Arizona Diamondbacks – No. 68
- Pitcher
- Born: September 13, 1998 (age 27) Guadalajara, Mexico
- Bats: RightThrows: Right

MLB debut
- July 22, 2026, for the Arizona Diamondbacks

MLB statistics (through September 7, 2026)
- Win–loss record: 3–1
- Earned run average: 4.15
- Strikeouts: 21
- Stats at Baseball Reference

Teams
- Arizona Diamondbacks (2026–present);

= Gerardo Carrillo =

Mexican baseball player (born 1998)

Gerardo Carrillo (born September 13, 1998) is a Mexican professional baseball pitcher for the Arizona Diamondbacks of Major League Baseball (MLB). He made his MLB debut in 2026.

== Career ==

=== Los Angeles Dodgers ===
Carrillo signed with the Los Angeles Dodgers as an international free agent on July 5, 2016, and began his professional career the following year with the Dominican Summer League Dodgers. He played for the Arizona League Dodgers and Great Lakes Loons in 2018 and the Rancho Cucamonga Quakes in 2019. Carrillo did not play in a game in 2020 due to the cancellation of the minor league season because of the COVID-19 pandemic.

On November 20, 2020, the Dodgers added Carrillo to their 40-man roster to protect him from the Rule 5 draft. He began the 2021 season with the Double-A Tulsa Drillers, where he recorded a 3–2 record with a 4.25 ERA and 108 strikeouts in 15 games.

=== Washington Nationals ===
On July 30, 2021, Carrillo was traded to the Washington Nationals along with Keibert Ruiz, Donovan Casey, and Josiah Gray in exchange for Max Scherzer and Trea Turner. He spent the remainder of the year with the Double-A Harrisburg Senators, for whom he logged a 0–5 record and 5.59 ERA with 38 strikeouts across eight starts.

In 2022, Carrillo made 21 appearances for the rookie-level Florida Complex League Nationals, High-A Wilmington Blue Rocks, and Harrisburg, posting a cumulative 2–1 record and 6.94 ERA with 28 strikeouts and two saves across 23 1/3 innings pitched. He was designated for assignment on December 20, 2022, following the signing of Erasmo Ramírez. Carrillo cleared waivers and was sent outright to the Triple–A Rochester Red Wings on December 23.

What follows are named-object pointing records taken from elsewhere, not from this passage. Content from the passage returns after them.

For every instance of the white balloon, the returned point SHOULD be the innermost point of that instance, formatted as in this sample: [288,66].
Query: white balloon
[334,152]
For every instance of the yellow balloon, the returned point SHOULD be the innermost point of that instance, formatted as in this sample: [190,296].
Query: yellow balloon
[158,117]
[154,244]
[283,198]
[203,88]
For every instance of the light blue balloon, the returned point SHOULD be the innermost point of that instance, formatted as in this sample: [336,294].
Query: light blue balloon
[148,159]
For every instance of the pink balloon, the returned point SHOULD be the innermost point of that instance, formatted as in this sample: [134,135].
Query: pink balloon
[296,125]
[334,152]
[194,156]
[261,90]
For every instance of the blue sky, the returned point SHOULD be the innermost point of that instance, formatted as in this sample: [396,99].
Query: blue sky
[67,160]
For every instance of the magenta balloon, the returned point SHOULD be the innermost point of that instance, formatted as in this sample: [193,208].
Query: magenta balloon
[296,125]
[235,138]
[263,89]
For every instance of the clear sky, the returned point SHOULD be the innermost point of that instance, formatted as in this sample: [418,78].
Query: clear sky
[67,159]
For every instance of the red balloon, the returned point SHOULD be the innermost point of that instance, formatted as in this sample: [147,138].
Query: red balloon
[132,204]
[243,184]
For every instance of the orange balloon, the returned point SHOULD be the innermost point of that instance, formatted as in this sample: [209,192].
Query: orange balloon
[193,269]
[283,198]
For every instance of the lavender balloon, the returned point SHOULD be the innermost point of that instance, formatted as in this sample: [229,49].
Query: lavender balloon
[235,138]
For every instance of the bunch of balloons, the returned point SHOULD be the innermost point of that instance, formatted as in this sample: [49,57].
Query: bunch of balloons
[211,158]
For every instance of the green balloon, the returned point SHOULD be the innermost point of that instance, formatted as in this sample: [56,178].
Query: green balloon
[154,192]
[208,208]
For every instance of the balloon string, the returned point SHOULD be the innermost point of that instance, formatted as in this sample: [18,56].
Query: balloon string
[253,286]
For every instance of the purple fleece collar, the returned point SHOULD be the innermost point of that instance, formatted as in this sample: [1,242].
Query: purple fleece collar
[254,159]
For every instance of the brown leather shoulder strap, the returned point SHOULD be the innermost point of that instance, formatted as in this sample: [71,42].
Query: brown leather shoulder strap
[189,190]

Carrillo began the 2023 season with Double-A Harrisburg but made only two scoreless appearances throughout the year due to injury. He elected free agency following the season on November 6, 2023.

=== Texas Rangers ===
On December 27, 2023, Carrillo signed a minor league contract with the Texas Rangers. On March 6, 2024, Carrillo underwent Tommy John surgery, ruling him out for the entirety of the season.

Carrillo returned to action in 2025, splitting the campaign between the Double-A Frisco RoughRiders and Triple-A Round Rock Express, for whom he accumulated a 2–3 record and 3.88 ERA with 56 strikeouts and seven saves across 42 relief appearances. Carrillo elected free agency following the season on November 6, 2025.

=== Arizona Diamondbacks ===
On December 5, 2025, Carrillo signed a minor league contract with the Arizona Diamondbacks. He made 33 appearances for the Triple-A Reno Aces, compiling a 7–3 record and 4.15 ERA with 57 strikeouts and four saves across 43 1/3 innings pitched. On July 18, 2026, the Diamondbacks added Carrillo to their 40-man roster and subsequently optioned him back to Triple-A Reno. On July 21, Carrillo was promoted to the major leagues for the first time. He made his big league debut on July 22 against the Athletics.

==Winter leagues==
During the 2022–23, 2023–24, and 2025–26 offseasons, Carrillo pitched for the Charros de Jalisco of the Mexican Pacific League.